When Wednesday rolled around again, Angie headed over to the hospital for her support group. She made her way to the meeting room on the second floor, happy to see Nena and Floyd already there. She took the seat next to Floyd. She admired Nena’s turquoise, purple, and fuchsia-colored headscarf and told her so.

“Hello, little lady,” Floyd said to Angie.

“New cardigan?” she asked with a nod to his navy blue sweater.

He waved his thumb in Nena’s direction. “Nena shamed me into buying a new one.”

Beside him, Nena piped in, “Now you can wear this one for forty years.”

Floyd laughed.

Grimacing, Angie said, “I’ve developed mouth sores.”

Nena winced in sympathy. “They’re very painful. But they do go away after treatment.”

After treatment? Angie deflated.

Nena and Floyd bombarded her with suggestions.

“Use a straw,” Floyd said.

“Popsicles, cold water, ice cream,” Nena suggested.

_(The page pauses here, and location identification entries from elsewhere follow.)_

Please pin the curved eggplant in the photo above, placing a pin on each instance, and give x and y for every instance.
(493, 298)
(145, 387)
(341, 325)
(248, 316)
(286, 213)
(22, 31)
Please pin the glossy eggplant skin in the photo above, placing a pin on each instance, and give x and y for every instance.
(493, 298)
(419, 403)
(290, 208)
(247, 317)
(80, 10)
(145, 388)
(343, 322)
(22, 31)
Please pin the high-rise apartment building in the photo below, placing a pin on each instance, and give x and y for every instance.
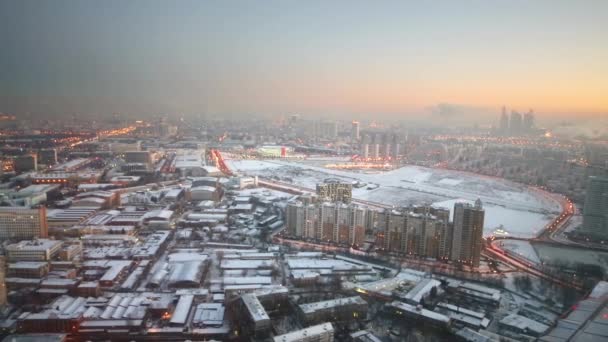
(503, 125)
(467, 233)
(334, 190)
(23, 223)
(595, 211)
(327, 221)
(354, 131)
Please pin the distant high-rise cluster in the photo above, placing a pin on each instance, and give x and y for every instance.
(516, 124)
(416, 231)
(380, 145)
(595, 211)
(325, 129)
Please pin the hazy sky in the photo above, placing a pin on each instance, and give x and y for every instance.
(310, 57)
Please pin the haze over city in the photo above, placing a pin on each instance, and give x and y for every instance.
(303, 171)
(398, 60)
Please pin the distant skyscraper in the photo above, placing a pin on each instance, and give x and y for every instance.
(596, 155)
(528, 123)
(515, 124)
(2, 281)
(503, 126)
(354, 133)
(595, 211)
(468, 233)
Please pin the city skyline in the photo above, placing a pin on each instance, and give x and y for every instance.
(402, 60)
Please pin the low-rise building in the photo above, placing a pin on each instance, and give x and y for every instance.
(33, 250)
(341, 309)
(316, 333)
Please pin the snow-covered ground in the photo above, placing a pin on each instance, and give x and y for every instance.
(521, 211)
(551, 254)
(517, 223)
(523, 248)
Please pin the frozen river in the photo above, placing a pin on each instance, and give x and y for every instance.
(522, 212)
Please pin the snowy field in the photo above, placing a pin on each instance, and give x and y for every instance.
(521, 212)
(551, 254)
(523, 248)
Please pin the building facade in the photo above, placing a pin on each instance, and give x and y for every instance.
(23, 223)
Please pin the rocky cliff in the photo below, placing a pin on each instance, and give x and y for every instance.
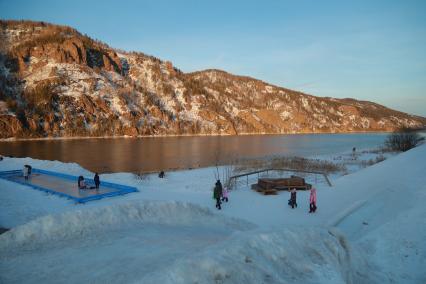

“Avoid citrus. I learned that the hard way,” Floyd said, his expression pained at the recollection of it.

“No hot drinks. No coffee and nothing rough like raw vegetables or granola. Nothing that could irritate.”

“Jell-O’s nice,” Floyd said.

“Thanks, that helps,” Angie said.

When Katherine called the meeting to order she announced, “I do have one piece of news before we start. Lisa has gone into the hospital. There’s been a complication.”

That sobered them up quickly. Even Floyd looked shaken at the news. It cast a pall over the rest of the meeting.